Mi barbilla había llegado a lo alto de la verja cuando sentí que unas manos enguantadas me rodeaban los tobillos. Unas manos fuertes, las manos de hombres del ejército que comían dos veces al día. Vi a Vera entrar corriendo en el Kirov, sin volver la vista atrás. Traté de encaramarme por los barrotes de hierro, pero los soldados me arrastraron hacia abajo, me arrojaron a la acera y se pusieron en pie a mi lado, con las bocas de sus Tokarevs clavadas en mis mejillas. Ninguno de los soldados parecía mayor de diecinueve años y a ninguno parecía importarle salpicar la calle con mis sesos.
—Da la impresión de estar cagado de miedo, éste.
—¿Teníais una fiesta aquí, hijo? ¿Habéis encontrado un poco de schnapps?

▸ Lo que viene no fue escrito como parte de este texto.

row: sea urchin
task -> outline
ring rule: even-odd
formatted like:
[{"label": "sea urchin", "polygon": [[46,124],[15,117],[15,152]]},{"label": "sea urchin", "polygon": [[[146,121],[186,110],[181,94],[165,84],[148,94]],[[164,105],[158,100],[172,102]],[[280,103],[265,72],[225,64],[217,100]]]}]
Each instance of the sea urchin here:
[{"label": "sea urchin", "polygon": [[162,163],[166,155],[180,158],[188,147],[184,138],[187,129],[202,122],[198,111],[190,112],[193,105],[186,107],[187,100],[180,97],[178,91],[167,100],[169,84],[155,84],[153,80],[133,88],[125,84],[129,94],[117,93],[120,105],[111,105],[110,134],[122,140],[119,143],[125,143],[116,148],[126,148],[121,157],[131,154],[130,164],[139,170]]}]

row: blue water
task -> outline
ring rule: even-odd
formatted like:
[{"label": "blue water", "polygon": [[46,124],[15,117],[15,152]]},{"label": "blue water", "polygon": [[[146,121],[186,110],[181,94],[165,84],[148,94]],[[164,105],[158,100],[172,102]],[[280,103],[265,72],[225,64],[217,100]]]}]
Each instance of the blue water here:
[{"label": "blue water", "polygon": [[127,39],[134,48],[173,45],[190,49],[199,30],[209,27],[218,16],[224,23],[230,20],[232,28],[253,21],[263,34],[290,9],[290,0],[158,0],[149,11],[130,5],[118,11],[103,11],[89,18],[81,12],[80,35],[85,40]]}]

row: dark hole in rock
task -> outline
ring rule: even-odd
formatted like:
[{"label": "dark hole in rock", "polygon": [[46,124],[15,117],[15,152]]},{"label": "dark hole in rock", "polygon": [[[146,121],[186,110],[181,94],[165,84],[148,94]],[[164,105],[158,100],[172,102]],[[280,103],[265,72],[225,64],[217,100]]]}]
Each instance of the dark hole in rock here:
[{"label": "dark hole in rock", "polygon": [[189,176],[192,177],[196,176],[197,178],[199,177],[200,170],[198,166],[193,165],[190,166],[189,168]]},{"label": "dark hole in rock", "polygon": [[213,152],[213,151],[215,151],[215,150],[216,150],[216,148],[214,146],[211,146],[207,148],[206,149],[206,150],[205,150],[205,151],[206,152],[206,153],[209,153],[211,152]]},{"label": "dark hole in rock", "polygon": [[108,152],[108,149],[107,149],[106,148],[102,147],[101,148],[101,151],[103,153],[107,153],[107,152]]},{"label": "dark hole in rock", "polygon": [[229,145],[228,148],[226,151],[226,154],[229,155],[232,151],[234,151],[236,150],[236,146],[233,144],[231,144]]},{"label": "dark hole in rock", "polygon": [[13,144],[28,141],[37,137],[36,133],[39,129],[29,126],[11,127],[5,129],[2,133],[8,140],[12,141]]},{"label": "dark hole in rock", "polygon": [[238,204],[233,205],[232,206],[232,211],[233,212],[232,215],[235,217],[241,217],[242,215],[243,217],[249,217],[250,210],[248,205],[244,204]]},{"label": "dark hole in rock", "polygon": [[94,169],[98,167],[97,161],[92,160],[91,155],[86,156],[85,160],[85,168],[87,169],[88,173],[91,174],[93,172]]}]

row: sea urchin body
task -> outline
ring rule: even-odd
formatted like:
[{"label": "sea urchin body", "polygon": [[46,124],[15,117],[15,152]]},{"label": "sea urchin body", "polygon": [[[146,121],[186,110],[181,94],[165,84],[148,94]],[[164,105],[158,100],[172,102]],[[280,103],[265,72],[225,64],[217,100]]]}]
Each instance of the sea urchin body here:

—Es apto para el coronel. Puede subir junto con el Fritz.
Dos de ellos se agacharon, me agarraron por los sobacos, me obligaron a ponerme en pie, me condujeron hasta el todavía parado GAZ y me metieron en el asiento trasero. Los otros dos soldados levantaron al alemán por las manos y las botas y lo echaron dentro del coche a mi lado.
—Mantenlo caliente —dijo uno de ellos, y todos rieron como si fuera el chiste más divertido jamás contado.
Se metieron en el coche y cerraron las puertas de golpe.
Yo decidí que aún estaba vivo porque querían ejecutarme en público, como advertencia a los demás saqueadores. Unos minutos antes, yo me había sentido mucho más poderoso que el piloto muerto. Ahora, mientras avanzábamos a gran velocidad por la oscura calle, sorteando cráteres de bombas y montones de escombros, el cadáver parecía sonreírme con afectación, sus blancos labios una cicatriz que partía su congelada cara. Nos dirigíamos al mismo lugar.